Following the NFL's desegregation in 1946, opportunities became increasingly plentiful for African American players--but not African American coaches. Although Major League Baseball and the NBA made progress in this regard over the years, the NFL's head coaches were almost exclusively white up until the mid-1990s. Advancing the Ball chronicles the campaign of former Cleveland Browns offensive lineman John Wooten to right this wrong and undo decades of discriminatory head coach hiring practices--an initiative that finally bore fruit when he joined forces with attorneys Cyrus Mehri and Johnnie Cochran. Together with a few allies, the triumvirate galvanized the NFL's African American assistant coaches to stand together for equal opportunity and convinced the league to enact the "Rooney Rule," which stipulates that every team must interview at least one minority candidate when searching for a new head coach. In doing so, they spurred a movement that would substantially impact the NFL and, potentially, the nation. Featuring an impassioned foreword by Coach Tony Dungy, Advancing the Ball offers an eye-opening, first-hand look at how a few committed individuals initiated a sea change in America's most popular sport and added an extraordinary new chapter to the civil rights story.

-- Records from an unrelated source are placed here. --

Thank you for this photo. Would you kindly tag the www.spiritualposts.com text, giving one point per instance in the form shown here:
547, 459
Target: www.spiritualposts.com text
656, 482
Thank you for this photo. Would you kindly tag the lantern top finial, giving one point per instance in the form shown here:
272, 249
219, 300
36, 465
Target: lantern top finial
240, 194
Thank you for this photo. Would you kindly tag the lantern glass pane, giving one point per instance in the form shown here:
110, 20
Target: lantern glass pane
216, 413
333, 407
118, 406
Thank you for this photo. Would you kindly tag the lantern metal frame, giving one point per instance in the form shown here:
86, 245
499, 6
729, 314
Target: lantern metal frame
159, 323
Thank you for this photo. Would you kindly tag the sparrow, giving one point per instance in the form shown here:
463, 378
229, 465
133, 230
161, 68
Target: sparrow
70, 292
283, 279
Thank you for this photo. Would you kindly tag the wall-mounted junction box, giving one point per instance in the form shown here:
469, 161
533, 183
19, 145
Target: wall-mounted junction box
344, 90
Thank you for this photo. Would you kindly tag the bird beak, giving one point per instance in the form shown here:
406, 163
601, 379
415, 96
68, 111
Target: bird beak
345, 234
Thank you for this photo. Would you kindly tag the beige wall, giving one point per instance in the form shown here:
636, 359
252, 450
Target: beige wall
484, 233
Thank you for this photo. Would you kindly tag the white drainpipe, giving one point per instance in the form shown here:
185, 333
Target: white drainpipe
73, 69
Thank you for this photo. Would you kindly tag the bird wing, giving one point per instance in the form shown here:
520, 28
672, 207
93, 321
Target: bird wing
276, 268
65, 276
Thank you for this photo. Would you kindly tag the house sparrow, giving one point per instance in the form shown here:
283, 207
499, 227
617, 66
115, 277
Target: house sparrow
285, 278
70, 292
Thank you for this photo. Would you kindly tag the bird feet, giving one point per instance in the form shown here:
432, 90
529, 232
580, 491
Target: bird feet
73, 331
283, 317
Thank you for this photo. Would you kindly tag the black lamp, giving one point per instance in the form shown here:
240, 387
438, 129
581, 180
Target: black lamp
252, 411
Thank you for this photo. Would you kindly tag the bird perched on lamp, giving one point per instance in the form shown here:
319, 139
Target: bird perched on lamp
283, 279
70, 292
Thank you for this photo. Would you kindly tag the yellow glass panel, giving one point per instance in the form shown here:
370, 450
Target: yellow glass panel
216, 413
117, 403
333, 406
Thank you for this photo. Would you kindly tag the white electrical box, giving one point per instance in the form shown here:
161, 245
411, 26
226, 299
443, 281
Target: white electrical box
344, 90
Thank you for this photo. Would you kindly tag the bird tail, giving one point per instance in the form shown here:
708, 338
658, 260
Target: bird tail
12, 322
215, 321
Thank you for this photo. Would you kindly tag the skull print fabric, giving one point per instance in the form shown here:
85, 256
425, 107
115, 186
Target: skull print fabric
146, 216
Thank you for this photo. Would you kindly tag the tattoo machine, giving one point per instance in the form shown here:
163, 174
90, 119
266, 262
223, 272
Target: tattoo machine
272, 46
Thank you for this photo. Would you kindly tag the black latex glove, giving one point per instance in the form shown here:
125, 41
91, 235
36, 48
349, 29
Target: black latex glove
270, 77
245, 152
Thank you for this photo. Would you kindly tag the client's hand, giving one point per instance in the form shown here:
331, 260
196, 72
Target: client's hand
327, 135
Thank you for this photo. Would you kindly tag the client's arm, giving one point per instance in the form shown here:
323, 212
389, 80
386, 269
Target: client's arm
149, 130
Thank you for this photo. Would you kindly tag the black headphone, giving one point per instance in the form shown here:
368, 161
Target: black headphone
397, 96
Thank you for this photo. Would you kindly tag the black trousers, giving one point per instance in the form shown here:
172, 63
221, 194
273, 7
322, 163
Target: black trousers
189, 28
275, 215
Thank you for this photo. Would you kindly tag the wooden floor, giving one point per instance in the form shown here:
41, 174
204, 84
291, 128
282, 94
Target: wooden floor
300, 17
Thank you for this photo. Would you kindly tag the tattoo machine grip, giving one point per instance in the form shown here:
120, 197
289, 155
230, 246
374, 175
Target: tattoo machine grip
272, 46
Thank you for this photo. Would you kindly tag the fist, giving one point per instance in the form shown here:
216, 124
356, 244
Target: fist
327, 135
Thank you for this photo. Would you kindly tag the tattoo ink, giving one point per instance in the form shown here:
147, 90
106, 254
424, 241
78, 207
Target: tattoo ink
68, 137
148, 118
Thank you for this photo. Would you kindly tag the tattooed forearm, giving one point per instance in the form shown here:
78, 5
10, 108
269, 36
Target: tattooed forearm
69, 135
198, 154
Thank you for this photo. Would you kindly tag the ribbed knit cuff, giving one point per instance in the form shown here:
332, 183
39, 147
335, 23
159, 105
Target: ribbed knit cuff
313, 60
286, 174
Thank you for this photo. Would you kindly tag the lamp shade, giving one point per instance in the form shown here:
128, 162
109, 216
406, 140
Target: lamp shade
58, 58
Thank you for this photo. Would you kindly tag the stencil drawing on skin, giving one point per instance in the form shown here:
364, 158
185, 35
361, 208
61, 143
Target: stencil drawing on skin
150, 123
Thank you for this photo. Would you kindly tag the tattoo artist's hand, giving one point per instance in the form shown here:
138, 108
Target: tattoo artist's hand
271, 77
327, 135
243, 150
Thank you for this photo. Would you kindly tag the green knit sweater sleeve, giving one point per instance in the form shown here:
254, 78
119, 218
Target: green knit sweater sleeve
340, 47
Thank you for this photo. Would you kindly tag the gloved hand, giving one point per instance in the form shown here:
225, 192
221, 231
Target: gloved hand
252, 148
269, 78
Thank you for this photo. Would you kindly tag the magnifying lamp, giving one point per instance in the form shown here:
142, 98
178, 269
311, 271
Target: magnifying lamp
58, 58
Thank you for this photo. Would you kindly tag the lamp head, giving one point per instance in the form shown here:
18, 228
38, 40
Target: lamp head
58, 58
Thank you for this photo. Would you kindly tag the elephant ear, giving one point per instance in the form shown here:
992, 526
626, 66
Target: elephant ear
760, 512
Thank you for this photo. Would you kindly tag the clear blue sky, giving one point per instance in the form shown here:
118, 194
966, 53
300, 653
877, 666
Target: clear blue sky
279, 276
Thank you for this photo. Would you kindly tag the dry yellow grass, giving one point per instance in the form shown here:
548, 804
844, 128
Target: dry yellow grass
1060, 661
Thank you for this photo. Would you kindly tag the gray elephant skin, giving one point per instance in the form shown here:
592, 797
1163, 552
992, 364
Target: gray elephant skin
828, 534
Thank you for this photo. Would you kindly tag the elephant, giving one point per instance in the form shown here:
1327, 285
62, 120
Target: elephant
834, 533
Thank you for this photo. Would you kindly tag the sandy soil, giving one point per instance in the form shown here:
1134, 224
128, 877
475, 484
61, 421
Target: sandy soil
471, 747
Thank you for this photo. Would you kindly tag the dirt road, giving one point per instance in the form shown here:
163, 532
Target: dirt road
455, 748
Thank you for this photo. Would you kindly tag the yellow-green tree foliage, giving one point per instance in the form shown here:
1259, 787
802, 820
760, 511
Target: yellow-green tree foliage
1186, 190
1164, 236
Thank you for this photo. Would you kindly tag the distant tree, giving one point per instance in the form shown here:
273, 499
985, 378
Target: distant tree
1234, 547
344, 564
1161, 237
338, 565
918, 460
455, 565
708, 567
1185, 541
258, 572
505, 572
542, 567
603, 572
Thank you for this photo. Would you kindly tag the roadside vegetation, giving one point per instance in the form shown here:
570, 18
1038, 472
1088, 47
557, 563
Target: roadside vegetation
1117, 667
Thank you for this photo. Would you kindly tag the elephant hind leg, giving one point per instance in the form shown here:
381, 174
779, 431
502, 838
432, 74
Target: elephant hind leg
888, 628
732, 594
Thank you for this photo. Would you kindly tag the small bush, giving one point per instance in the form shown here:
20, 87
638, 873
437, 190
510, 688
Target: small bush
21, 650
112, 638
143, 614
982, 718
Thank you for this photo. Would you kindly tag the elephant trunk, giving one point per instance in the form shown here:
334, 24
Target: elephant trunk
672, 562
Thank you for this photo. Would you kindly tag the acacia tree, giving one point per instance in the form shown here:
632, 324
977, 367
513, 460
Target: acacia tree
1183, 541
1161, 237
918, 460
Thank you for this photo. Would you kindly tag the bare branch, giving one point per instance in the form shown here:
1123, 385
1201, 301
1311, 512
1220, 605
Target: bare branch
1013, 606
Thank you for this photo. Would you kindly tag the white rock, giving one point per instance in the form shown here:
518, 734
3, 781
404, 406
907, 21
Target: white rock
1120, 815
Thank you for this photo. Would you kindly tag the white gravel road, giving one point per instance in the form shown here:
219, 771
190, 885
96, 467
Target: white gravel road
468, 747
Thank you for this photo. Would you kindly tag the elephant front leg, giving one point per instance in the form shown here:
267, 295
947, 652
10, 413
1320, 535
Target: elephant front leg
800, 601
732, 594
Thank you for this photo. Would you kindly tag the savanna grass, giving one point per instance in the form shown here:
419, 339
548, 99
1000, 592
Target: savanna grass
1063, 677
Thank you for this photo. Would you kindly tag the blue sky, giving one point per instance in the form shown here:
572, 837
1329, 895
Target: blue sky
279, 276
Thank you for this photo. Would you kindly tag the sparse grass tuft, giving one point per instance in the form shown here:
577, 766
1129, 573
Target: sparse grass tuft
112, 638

Well, another book I seem to have read before, without any memory of same. This time around, I'd say 5 stars for content, 3 for narration. This is modest, complete, complex, adult in its sense of the world, alert to the legal complexities attendant on deciding what exactly the NFL could be liable for (he seems to be arguing that it could plausibly argue that it was at once a single entity and also merely an oversight body with no responsibility for teams' hiring decisions, which somewhat surprised me), and especially good in laying out the delicate negotiations involved in the formation of the Fritz Pollard Alliance and its grasp of just how much, and where, it could exert leverage, given the league's ambiguous legal status. The bits of sociology he quotes, some of which he wrote, testify to the enduring power of race, especially at the margins--as one study notes, multiple NBA rosters ran internal DEI programs as late as the 90s that made sure to take care of second-string white players who could sit at the end of the bench, where they were twice as likely to be white as were the starters.
He's generous to all sides, perhaps to a fault (it's quite hard to tell how much of the failure to cultivate much of a pipeline lies in racism among owners/ownership structures), and the book shines in the sections where he explains how the Alliance came together, how energized its members felt after the first year (and how terrified they were to meet at first), and when and where the Rooney Rule actually worked. Is it perhaps overly generous to the league, perhaps as a consequence of the access he was granted? Maybe? But as a latter-day chapter in the civil-rights struggle, these parts are excellent.
And probably this is unfair, but I have to ding him a bit for not being a great storyteller. The drawback of the measured, reasonable approach is that it's both of those things, and so this never rises to any crescendo narratively. That seems accurate--it's hard for anyone with a sense of history and proportion to see the Colts/Bears Super Bowl, the first to match two Black coaches, and conclude that the story was now finished. But at the same time, as a reader I craved a bit more of that narrative zing, something to keep me moving beyond the sense that this was a worthy story, worthily told. Which it remains.
I'm sure this history of black head coaches in the NFL would have been more enthralling if I had even a passing interest in football. Still, it was interesting, solid and sometimes moving information and even though it was only 170 pages, could have been shorter, I think. The gravity of the issue is evident and Duru's writing style is crisp, clear and nuanced. But some parts were REALLY stretched out and there was unnecessary recapping on the heels of certain portions and an almost patronizing (okay, maybe that's not fair) over explanation of certain obvious inferences. Still, I found it informative and worth a read so I can only imagine how much more so this would be for fans or even casual viewers of the sport.